Unrolled loop does not work

Hi all!!!
I’ve written a simple script using Python+PyOpenCL which implements the AES 128bit encryption algorithm in ECB mode. The first part of the algorithm (Rijndael scheduling) was initially implemented inside a for loop. For optimization purposes (maybe not needed since probably the loop is automatically unrolled by the compiler), I’ve unrolled the loop manually. Here’s the code:


From line 88 to line 122 there’s the original loop (commented), followed by the same loop (unrolled). I’m working with a work group size of 256: in each work group only the first work item executes the loop. Since the result of the computation is written to shared memory, I’ve put a barrier at the end of the loop in order to assure local memory consistency among work items. I’m pretty sure the implementation is correct, and in fact I’m getting the correct result launching the code on the CPU (using the amd sdk).
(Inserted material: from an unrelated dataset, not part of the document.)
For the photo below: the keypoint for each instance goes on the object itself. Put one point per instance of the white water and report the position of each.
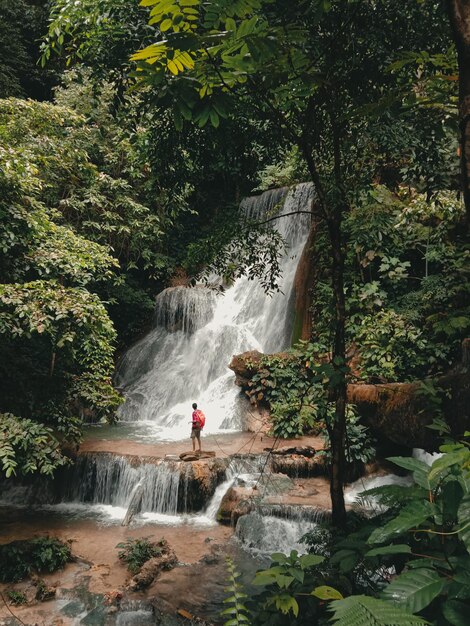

Using the CUDA toolkit provided OpenCL libraries, I obtain a correct encryption using the for loop, but the encryption fails when the for loop is unrolled. I’ve no idea what I’m doing wrong, do you have any suggestion?

Some info about my dev platform:

Fedora 11, kernel
Cuda toolkit 4.1
Dev drivers 285.05.33
Nvidia GTX 260 (216cores model)


Nothing immediately jumps out as wrong, but what happens if you use pragma unroll rather than manually unroll the loop?